恋風吹く春、朔月に眠る君


その幽霊と木花を同一人物とするには十分すぎる話だった。もしかしたら違うかもしれない。でも、死ぬより前からずっと友達が欲しかった言った。記憶失くしても学校の友達が欲しかったといった理由を考えるとまず間違いないだろう。

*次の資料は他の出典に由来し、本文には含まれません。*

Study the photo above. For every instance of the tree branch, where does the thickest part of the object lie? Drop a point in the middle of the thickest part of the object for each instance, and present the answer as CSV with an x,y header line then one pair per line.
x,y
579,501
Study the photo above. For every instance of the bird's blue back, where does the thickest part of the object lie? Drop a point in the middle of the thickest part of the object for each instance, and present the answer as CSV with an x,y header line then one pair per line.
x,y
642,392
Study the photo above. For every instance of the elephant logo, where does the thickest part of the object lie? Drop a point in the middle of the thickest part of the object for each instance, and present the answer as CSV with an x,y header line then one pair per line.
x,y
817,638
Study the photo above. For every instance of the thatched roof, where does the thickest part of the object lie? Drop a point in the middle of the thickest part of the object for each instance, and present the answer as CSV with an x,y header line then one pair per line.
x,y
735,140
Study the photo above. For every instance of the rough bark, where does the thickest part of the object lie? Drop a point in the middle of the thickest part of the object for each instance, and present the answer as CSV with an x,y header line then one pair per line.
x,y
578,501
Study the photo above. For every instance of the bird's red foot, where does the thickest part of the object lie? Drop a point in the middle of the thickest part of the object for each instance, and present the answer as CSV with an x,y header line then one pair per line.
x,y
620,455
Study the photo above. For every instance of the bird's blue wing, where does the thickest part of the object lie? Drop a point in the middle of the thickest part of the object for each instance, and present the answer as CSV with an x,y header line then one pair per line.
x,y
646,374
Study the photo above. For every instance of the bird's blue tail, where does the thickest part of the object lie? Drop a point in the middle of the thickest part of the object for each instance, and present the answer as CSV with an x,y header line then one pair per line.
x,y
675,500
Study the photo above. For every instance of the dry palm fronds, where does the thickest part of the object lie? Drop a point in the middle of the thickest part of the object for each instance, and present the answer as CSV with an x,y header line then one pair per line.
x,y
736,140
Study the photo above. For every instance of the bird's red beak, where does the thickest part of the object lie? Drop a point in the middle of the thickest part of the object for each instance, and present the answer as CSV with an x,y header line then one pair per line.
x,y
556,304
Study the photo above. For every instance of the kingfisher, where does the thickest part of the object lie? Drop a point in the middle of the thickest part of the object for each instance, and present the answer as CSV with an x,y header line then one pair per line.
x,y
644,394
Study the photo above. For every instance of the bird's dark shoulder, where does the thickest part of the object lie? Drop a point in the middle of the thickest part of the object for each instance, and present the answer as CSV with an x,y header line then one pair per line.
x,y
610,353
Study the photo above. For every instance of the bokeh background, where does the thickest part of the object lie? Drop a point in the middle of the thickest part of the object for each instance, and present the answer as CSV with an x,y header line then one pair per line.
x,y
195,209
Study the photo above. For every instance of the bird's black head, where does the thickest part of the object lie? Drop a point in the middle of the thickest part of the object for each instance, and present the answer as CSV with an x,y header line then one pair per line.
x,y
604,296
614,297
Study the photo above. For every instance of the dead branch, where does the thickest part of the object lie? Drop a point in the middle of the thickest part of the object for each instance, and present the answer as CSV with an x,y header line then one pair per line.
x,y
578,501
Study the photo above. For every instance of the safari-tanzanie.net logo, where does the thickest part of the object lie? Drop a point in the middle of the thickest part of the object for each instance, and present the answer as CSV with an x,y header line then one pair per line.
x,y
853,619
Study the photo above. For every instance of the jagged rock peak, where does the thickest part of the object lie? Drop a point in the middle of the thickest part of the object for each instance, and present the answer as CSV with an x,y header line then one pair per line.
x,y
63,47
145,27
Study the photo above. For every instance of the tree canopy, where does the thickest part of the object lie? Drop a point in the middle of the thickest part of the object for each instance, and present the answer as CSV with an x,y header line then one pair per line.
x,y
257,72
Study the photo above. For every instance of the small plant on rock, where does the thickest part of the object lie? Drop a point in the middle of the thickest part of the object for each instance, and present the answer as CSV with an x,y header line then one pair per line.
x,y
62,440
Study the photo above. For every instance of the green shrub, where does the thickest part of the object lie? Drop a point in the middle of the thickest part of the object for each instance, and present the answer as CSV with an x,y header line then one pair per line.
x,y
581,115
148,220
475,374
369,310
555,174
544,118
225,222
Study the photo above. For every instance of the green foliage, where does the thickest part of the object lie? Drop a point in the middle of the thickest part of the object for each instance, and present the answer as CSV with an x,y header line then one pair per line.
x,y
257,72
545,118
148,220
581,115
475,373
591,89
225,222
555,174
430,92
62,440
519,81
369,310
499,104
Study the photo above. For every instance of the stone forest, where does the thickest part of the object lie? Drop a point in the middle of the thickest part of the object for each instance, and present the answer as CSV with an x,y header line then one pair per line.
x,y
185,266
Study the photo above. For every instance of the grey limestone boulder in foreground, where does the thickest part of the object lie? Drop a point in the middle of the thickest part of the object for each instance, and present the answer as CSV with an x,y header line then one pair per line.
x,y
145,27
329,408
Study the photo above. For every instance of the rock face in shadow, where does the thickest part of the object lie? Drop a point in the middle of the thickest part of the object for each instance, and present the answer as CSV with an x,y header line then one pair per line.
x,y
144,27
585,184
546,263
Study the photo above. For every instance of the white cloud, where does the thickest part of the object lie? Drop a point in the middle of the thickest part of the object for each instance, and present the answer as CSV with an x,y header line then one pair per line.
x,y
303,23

「彼女の口から聞いたわけじゃないから分からないけどね。でも、もしそれが本当なら、生きていた時のあの子の悲しみも一緒に救ってあげたんだよ。すごいね。双葉はやっぱり、人の気持ちに深く寄り添える人なんだなあと思った」


あの日、帰ろうとした頃に桜の木が少しだけ話をしてくれた。木花が私と友達になれなかったら、友達だと気付けなかったら、彼女の魂は成仏することなく、消滅していたらしい。木花をきちんと成仏させてくれてありがとうと話してくれた。

それの本当の意味を知った気がする。木花は全然自分のことを語らなかった。もっと、知りたかったよ。辛かったね、苦しかったねって、聞いてあげたかったよ。木花のことを思う度、してあげられたことより、してあげられなかったことばかりに目が行ってしまう。


「そんなことないよ。私、たくさん木花に助けられたのに、やっぱり殆どなにもしてあげられなかったと思う。でもね、木花は十分貰ってるよって言ったの。私にとってはそれは特別なことをしたつもりはないんだけど、何気ない当然のことって大事なのかもしれない。普段からの少しの思いやりが、人の気持ちに寄り添える、のかなあ」


あんなに私に頑張れって上手な言葉で背を押してくれた木花も独りだった。独りで生きていけなかったから死を選んだ。死んでからも何十年も誰かを待っていた。私も独りだと思ってたから分かるんだ。独りって、すごく心細くて寂しい。世界から自分だけが取り残されたみたいで、全部が上手くいかなくなる。

でも、独りになりたいと望んでるわけじゃないんだ。みんな一生懸命誰かとの繋がりと大事にして生きてる。それでも見えなくなったり、千切れてしまったり、失くしてしまったりする。その上にお互い大事にしようとしていたって上手くいくわけでもない。なんて、難しいんだろう。


「独りでは生きていけないのに、誰かと繋がるのは難しいね」

「そうだね」


静かに肯定をする真剣な表情は何を思っているのだろう。じっと見つめていると、朔良は表情を緩めた。